When the ladies had withdrawn to the saloon, the first comic singer of
the age excelled himself; and when they rejoined their fair friends, the
primo-tenore and the prima-donna gave them a grand scene, succeeded by
the English performers in a favourite scene from a famous farce. Then
Mrs. Gamme had an opportunity of dealing with her diamond rings, and
the rest danced--a waltz of whirling grace, or merry cotillon of jocund
bouquets.

"Well, Clarence," said Waldershare to the young earl, as they stood for
a moment apart, "was I right?"

"By Jove! yes. It is the only life. You were quite right. We should
indeed be fools to sacrifice ourselves to the conventional."

The Rodney party returned home in the drag of the last speaker. They
were the last to retire, as Mr. Vigo wished for one cigar with his noble
friend.
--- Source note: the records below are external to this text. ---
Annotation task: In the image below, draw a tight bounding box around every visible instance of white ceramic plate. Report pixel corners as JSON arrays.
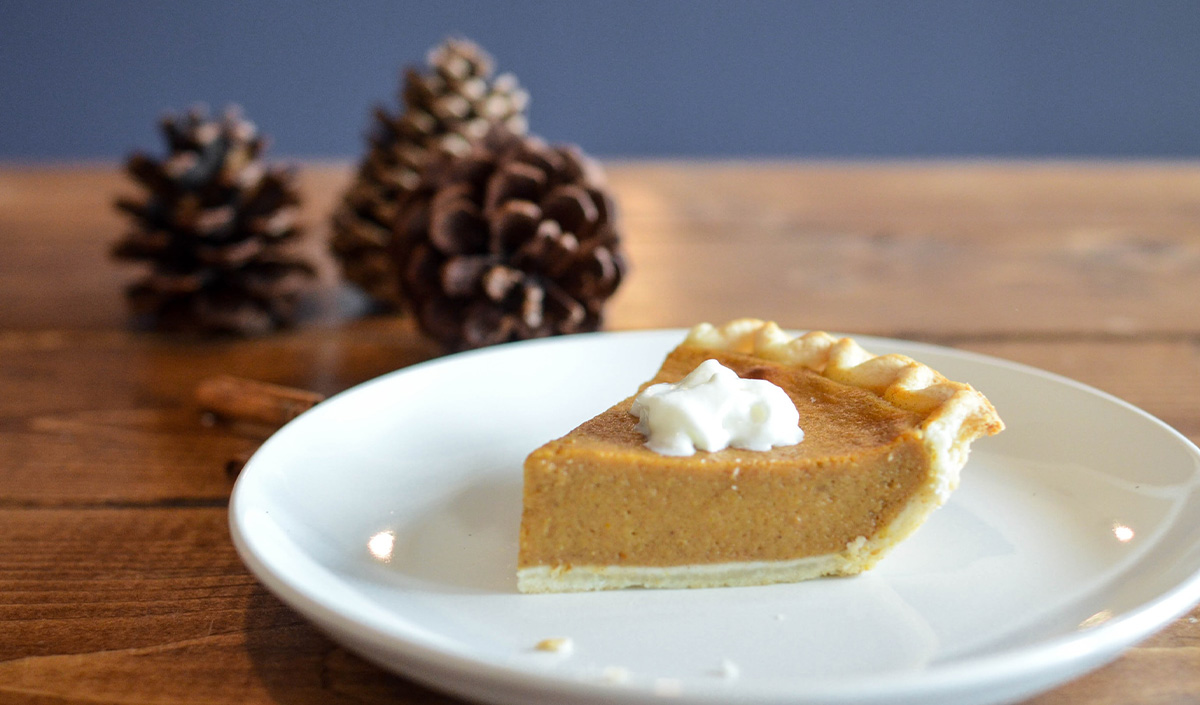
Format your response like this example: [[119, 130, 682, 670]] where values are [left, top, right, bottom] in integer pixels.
[[229, 331, 1200, 705]]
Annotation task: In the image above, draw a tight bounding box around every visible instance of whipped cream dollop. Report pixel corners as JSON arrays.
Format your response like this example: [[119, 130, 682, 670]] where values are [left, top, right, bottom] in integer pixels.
[[630, 360, 804, 456]]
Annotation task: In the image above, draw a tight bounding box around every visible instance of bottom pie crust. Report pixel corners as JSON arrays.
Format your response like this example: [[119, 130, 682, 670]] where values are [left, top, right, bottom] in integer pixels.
[[517, 474, 945, 592]]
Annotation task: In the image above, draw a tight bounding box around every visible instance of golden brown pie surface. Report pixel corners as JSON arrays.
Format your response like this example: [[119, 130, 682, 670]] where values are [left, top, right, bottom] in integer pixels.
[[518, 321, 1000, 591]]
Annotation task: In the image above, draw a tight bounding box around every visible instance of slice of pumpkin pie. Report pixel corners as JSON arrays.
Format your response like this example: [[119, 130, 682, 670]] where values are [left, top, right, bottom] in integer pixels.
[[517, 319, 1003, 592]]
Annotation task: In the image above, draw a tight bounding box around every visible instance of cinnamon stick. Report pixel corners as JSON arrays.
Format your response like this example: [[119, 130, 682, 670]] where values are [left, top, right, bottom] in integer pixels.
[[196, 374, 325, 428]]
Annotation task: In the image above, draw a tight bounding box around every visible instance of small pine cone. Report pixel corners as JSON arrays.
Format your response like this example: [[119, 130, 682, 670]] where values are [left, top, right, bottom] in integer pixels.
[[394, 129, 626, 350], [112, 109, 316, 336], [331, 40, 529, 306]]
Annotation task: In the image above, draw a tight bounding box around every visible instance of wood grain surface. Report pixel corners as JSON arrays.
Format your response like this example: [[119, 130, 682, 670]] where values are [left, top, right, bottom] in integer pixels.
[[0, 162, 1200, 705]]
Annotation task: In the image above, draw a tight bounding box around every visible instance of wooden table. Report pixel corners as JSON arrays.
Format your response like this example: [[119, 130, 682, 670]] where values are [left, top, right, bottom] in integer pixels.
[[0, 162, 1200, 705]]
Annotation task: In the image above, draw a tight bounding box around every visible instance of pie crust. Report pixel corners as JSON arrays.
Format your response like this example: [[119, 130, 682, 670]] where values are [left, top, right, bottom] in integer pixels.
[[517, 319, 1003, 592]]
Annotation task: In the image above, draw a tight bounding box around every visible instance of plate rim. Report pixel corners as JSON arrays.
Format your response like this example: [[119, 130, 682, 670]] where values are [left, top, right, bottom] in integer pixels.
[[228, 329, 1200, 704]]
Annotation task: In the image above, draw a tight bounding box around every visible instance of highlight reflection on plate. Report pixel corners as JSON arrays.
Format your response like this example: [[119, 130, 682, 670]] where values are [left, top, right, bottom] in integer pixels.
[[230, 331, 1200, 705]]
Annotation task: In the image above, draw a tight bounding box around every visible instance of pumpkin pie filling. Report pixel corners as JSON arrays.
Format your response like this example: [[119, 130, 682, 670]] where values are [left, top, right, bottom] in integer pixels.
[[518, 319, 1002, 592]]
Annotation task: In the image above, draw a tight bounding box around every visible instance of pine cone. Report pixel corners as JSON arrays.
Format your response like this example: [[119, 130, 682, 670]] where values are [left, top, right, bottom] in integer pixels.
[[394, 129, 626, 350], [113, 109, 316, 336], [331, 40, 529, 306]]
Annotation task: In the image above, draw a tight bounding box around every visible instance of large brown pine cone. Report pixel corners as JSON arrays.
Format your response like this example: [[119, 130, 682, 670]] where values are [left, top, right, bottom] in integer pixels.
[[394, 129, 626, 350], [113, 109, 316, 336], [331, 40, 529, 306]]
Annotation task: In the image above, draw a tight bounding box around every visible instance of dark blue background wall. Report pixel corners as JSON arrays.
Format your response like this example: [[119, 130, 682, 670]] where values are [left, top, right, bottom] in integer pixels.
[[0, 0, 1200, 161]]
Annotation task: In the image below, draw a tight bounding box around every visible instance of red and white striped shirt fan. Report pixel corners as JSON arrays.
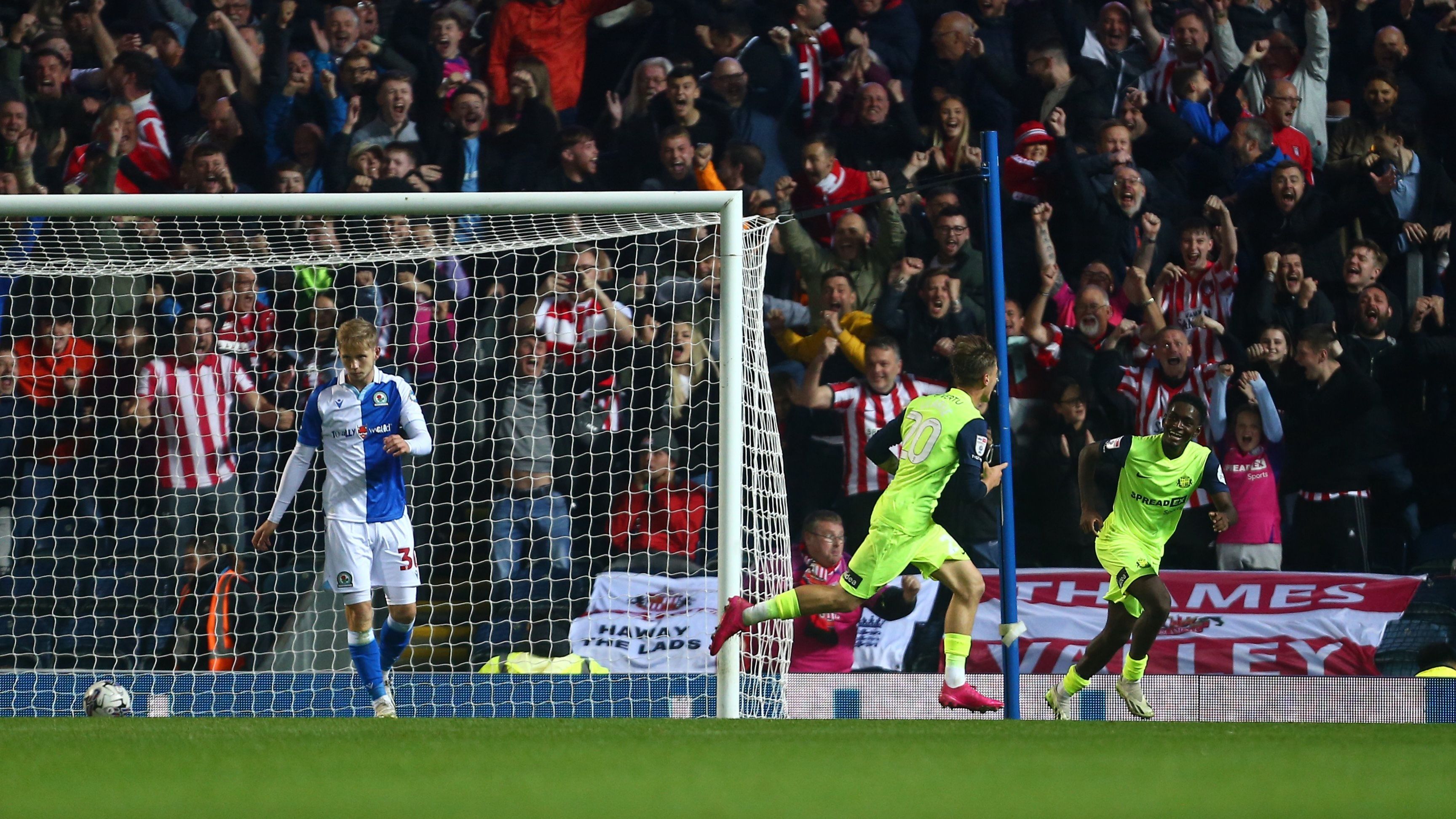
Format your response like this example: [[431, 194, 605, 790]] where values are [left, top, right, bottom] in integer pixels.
[[830, 375, 946, 495], [137, 353, 256, 490]]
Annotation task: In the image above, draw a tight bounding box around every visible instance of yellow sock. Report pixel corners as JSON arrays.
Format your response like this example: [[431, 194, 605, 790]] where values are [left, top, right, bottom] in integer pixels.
[[1123, 657, 1147, 682], [943, 631, 971, 688], [769, 589, 799, 619], [1061, 666, 1088, 694]]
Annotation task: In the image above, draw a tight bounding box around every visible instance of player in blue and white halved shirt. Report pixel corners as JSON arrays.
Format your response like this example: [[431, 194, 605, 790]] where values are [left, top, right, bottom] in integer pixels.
[[253, 319, 431, 717]]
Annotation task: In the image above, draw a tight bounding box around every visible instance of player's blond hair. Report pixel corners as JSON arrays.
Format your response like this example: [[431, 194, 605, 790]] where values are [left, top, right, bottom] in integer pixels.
[[951, 335, 996, 386], [338, 319, 379, 350]]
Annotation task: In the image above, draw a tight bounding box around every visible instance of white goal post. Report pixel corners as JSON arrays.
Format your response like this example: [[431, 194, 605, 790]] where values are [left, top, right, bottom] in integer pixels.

As he bade farewell, and cordially, to Endymion, he said, "Call
on me to-morrow morning in Burlington Street in your way to your office.
Do not mind the hour. I am an early bird."



CHAPTER XXIII

"It is no favour," said Mr. Vigo; "it is not even an act of
friendliness; it is a freak, and it is my freak; the favour, if there be
one, is conferred by you."

"But I really do not know what to say," said Endymion, hesitating and
confused.

"I am not a classical scholar," said Mr. Vigo, "but there are two things
which I think I understand--men and horses. I like to back them both
when I think they ought to win."

"But I am scarcely a man," said Endymion, rather piteously, "and I
sometimes think I shall never win anything."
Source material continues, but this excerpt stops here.